This report is the final project of the Coursera Reproducible Research course. The purpose of the project is to explore the NOAA Storm Database and analyze the impact of weather events on population and property.
The first analysis focus on showing what types of severe weather events are the most harmful on population health, exactly injuries and fatalities.
The second analysis shows the economic consequences that severe weather events has caused in property and crops.

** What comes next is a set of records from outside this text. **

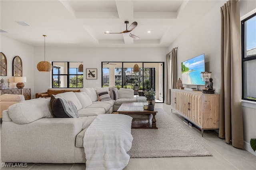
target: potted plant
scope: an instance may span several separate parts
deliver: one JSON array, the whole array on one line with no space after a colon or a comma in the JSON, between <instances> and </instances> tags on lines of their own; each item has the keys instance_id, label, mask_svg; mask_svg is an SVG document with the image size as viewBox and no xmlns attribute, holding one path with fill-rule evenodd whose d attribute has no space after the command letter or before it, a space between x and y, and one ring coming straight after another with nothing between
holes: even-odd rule
<instances>
[{"instance_id":1,"label":"potted plant","mask_svg":"<svg viewBox=\"0 0 256 170\"><path fill-rule=\"evenodd\" d=\"M148 103L152 103L155 105L155 100L156 99L156 92L154 89L151 88L151 89L146 90L144 91L145 97L147 98L147 101L148 102Z\"/></svg>"},{"instance_id":2,"label":"potted plant","mask_svg":"<svg viewBox=\"0 0 256 170\"><path fill-rule=\"evenodd\" d=\"M251 139L250 143L252 150L255 152L256 150L256 139Z\"/></svg>"}]
</instances>

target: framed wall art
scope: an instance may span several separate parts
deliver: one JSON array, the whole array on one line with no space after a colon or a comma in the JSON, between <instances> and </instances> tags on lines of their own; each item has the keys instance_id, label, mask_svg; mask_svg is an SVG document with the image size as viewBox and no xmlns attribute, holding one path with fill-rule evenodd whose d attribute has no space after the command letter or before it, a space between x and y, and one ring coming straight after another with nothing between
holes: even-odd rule
<instances>
[{"instance_id":1,"label":"framed wall art","mask_svg":"<svg viewBox=\"0 0 256 170\"><path fill-rule=\"evenodd\" d=\"M22 76L22 61L18 56L14 57L12 60L12 76Z\"/></svg>"},{"instance_id":2,"label":"framed wall art","mask_svg":"<svg viewBox=\"0 0 256 170\"><path fill-rule=\"evenodd\" d=\"M97 69L86 69L86 79L97 79Z\"/></svg>"}]
</instances>

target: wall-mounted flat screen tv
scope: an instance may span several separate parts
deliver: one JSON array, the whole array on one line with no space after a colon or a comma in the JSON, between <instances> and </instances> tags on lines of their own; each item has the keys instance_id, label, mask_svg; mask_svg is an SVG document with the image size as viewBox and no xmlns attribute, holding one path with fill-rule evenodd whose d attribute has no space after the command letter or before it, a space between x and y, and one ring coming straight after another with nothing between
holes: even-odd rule
<instances>
[{"instance_id":1,"label":"wall-mounted flat screen tv","mask_svg":"<svg viewBox=\"0 0 256 170\"><path fill-rule=\"evenodd\" d=\"M182 62L181 70L182 84L204 85L200 73L205 71L204 54Z\"/></svg>"}]
</instances>

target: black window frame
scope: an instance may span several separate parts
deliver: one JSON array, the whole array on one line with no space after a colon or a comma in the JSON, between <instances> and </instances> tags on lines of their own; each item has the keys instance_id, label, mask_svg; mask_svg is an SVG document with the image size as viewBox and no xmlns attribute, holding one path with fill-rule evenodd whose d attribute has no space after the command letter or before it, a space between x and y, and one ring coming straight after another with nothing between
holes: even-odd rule
<instances>
[{"instance_id":1,"label":"black window frame","mask_svg":"<svg viewBox=\"0 0 256 170\"><path fill-rule=\"evenodd\" d=\"M256 54L250 57L247 57L246 52L245 49L245 27L244 22L256 16L256 13L253 14L250 16L246 18L243 20L241 21L241 48L242 48L242 98L243 100L246 100L250 101L256 101L256 99L248 99L245 97L246 95L246 85L245 78L246 76L246 72L244 70L244 64L245 63L246 61L249 61L256 60Z\"/></svg>"},{"instance_id":2,"label":"black window frame","mask_svg":"<svg viewBox=\"0 0 256 170\"><path fill-rule=\"evenodd\" d=\"M52 88L56 88L56 89L64 89L64 88L70 88L70 89L76 89L76 88L83 88L84 87L84 83L83 82L83 87L69 87L69 79L70 79L70 76L78 76L78 75L82 75L84 76L84 73L82 74L77 74L77 72L78 72L78 68L76 68L76 73L77 74L70 74L69 73L69 69L70 68L69 67L69 63L78 63L78 62L81 62L82 61L55 61L52 62L52 68L56 67L55 66L54 66L53 63L55 62L58 63L67 63L67 67L68 67L67 70L67 74L54 74L53 71L52 71ZM53 76L60 76L60 75L65 75L67 76L67 87L54 87L54 83L53 83ZM76 85L77 86L78 82L77 82L77 79L76 79Z\"/></svg>"}]
</instances>

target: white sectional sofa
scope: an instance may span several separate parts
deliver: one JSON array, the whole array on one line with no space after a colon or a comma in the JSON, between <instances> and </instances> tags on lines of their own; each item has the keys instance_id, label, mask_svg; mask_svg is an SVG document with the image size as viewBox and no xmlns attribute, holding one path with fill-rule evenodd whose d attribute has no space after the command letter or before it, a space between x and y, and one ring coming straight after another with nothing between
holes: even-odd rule
<instances>
[{"instance_id":1,"label":"white sectional sofa","mask_svg":"<svg viewBox=\"0 0 256 170\"><path fill-rule=\"evenodd\" d=\"M130 90L120 89L120 99L107 101L98 101L92 88L56 95L72 101L78 118L54 118L50 98L30 100L10 106L3 111L2 162L85 162L84 133L98 115L111 113L124 102L146 101L143 97L132 98ZM132 94L133 97L133 91ZM127 97L129 95L130 98Z\"/></svg>"}]
</instances>

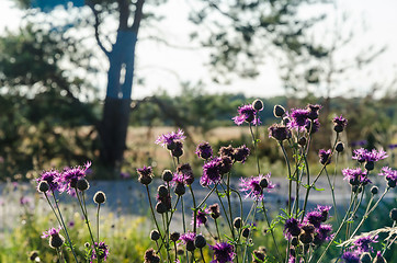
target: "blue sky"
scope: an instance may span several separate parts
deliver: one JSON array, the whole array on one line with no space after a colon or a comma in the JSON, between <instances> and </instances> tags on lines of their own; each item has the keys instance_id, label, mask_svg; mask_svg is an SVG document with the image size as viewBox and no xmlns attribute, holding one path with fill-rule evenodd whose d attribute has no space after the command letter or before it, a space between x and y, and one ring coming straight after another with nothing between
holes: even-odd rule
<instances>
[{"instance_id":1,"label":"blue sky","mask_svg":"<svg viewBox=\"0 0 397 263\"><path fill-rule=\"evenodd\" d=\"M161 32L159 34L168 37L171 44L178 46L192 46L189 39L189 33L192 26L186 23L189 4L193 0L169 0L161 8L166 20L161 22ZM7 26L16 28L21 21L21 11L12 9L12 1L0 1L0 33ZM349 57L351 53L360 50L365 46L387 46L387 50L376 59L376 61L366 70L355 70L351 78L339 81L348 81L343 87L351 88L351 95L365 95L371 92L373 83L385 85L395 78L397 68L397 1L395 0L339 0L337 11L331 10L329 16L334 16L345 12L350 15L347 28L355 32L355 39L345 50L338 54L337 59ZM145 11L145 10L144 10ZM316 12L316 10L308 10ZM172 14L172 15L169 15ZM367 28L363 32L361 24L365 23ZM333 23L327 26L332 27ZM319 35L321 28L318 28ZM152 33L152 32L151 32ZM175 49L167 47L160 43L154 43L145 39L145 32L139 32L140 42L137 45L136 73L146 79L145 85L135 85L133 98L144 98L154 94L158 90L167 90L171 94L179 94L181 91L180 81L203 81L207 92L243 92L252 96L272 96L284 93L283 83L279 78L275 61L270 59L266 65L261 67L261 75L253 80L234 79L229 85L213 83L208 77L208 68L204 66L208 56L205 49ZM194 46L194 44L193 44ZM105 89L106 78L102 75L98 78L98 85L101 90ZM343 88L345 89L345 88ZM347 90L336 89L332 95L341 95ZM378 91L378 95L385 93L384 89Z\"/></svg>"}]
</instances>

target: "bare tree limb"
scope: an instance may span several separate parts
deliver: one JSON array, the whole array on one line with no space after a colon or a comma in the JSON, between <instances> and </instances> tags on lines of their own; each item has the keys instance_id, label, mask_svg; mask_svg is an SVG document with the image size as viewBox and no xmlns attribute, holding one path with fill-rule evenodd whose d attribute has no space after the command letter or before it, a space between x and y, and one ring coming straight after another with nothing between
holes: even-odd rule
<instances>
[{"instance_id":1,"label":"bare tree limb","mask_svg":"<svg viewBox=\"0 0 397 263\"><path fill-rule=\"evenodd\" d=\"M101 48L101 50L109 56L110 52L103 46L100 35L99 35L99 26L101 24L100 19L99 19L99 12L95 10L94 8L94 3L91 1L86 1L86 4L91 9L94 18L95 18L95 23L93 25L94 30L95 30L95 41L98 46Z\"/></svg>"}]
</instances>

The results show that the tornados caused the higher impact on population health. It also shows tha flood had the higher impact on property damage and drought had the higher impact on crop damaged.
The data can be downloaded from the course web site:
The variables corresponding to the analysis are:
The database contains data from 1950 until November 2011. In the earlier years of the database there are generally fewer events recorded, most likely due to a lack of good records. More recent years should be considered more complete. There is also some documentation of the database available:
Downloading the file
fileUrl<-"https://d396qusza40orc.cloudfront.net/repdata%2Fdata%2FStormData.csv.bz2"
directory<-("raw_data.csv")
download.file(fileUrl,directory)
library(plyr)
library(dplyr)
library(ggplot2)
library(grid)
library(gridExtra)
## Warning: package 'gridExtra' was built under R version 3.4.1
Loading the data
data<-read.table("raw_data.csv",header=TRUE, sep=",")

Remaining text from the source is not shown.